Thursday, 15 September 2011

Lost and Found and Wounded

I've been rereading Lester Bangs' Psychotic Reactions and Carburetor Dung, part of my research into the history of criticism for the Young Critics course at Tramway. Hoping to find some kind of style guide for my vision of Radical Subjectivity, I was disappointed by Bangs' writing: it tends to the adolescent, a match for the energy of the garage rock that Bangs adored, but wearing its influences too clearly on the sleeve - Kerouac, Burroughs' more coherent passages and that's about it. 

Whether Bangs could have thrived in the era of  MTV is a moot, given his entry into the they-died-too-young pantheon of rock: such unabashed romanticism, however, would have struggled to deconstruct the corporate take-over of rock that had already happened by his death in the early 1980s.

Thanks to my Radio Hour, I have challenged myself to go beyond theatre - I am becoming a cultural critic these days. And part of this mutation is expressed in a slightly creepy fixation on "youth music". I've been standing in the corner of the disco again, watching the bright young things groove to tunes that sound like something I liked when I was a teenager.

I have recognised my own subjectivity, and so end up being generous to bands that, frankly, I really don't understand.
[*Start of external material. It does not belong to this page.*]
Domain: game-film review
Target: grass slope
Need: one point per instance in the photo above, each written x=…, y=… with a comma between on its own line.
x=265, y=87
Found have been touted by The Skinny as some sort of art-rock saviours: people I trust have told me that I'd dig their artistic associations. They certainly got some cash from Creative LandScot, and they have just released a single made out of chocolate. So, they must be artists, right?

I played them on the Hour, but can't exactly remember what the tunes sounded like. Last week, I went to see them live at the aftermath of a special showing of You Instead - filmed over 2010's T in the Park, it wastes both Gavin Mitchell and Cora Bissett by forgetting that a witty script is necessary, even for a gimmick based movie. A week later, and I still can't remember what Found sound like, only that their electronic aspect consisted of one underused keyboard, the guitar picked out a ghost version of Godspeed You Black Emperor's majestic rush and that the singer invested his lyrics with serious intent by pulling a face.

Edinburgh leaks bands like this all the time - rather than fusing diverse genres, they blur the boundaries into a bland broth - and they seem to serve a particular audience - young, hip and serious. 

The chocolate single is a typical trick. Yes, I am sure it says something about the nature of pop, disposability and consumerism. And since the idea is far more interesting than the thing itself, it ticks a few conceptual art boxes. I know that the audience are supposed to do the work these days, that it's not all about the object. But the best thing about this little trick is that even the sucker who buys it won't actually have to listen to the music.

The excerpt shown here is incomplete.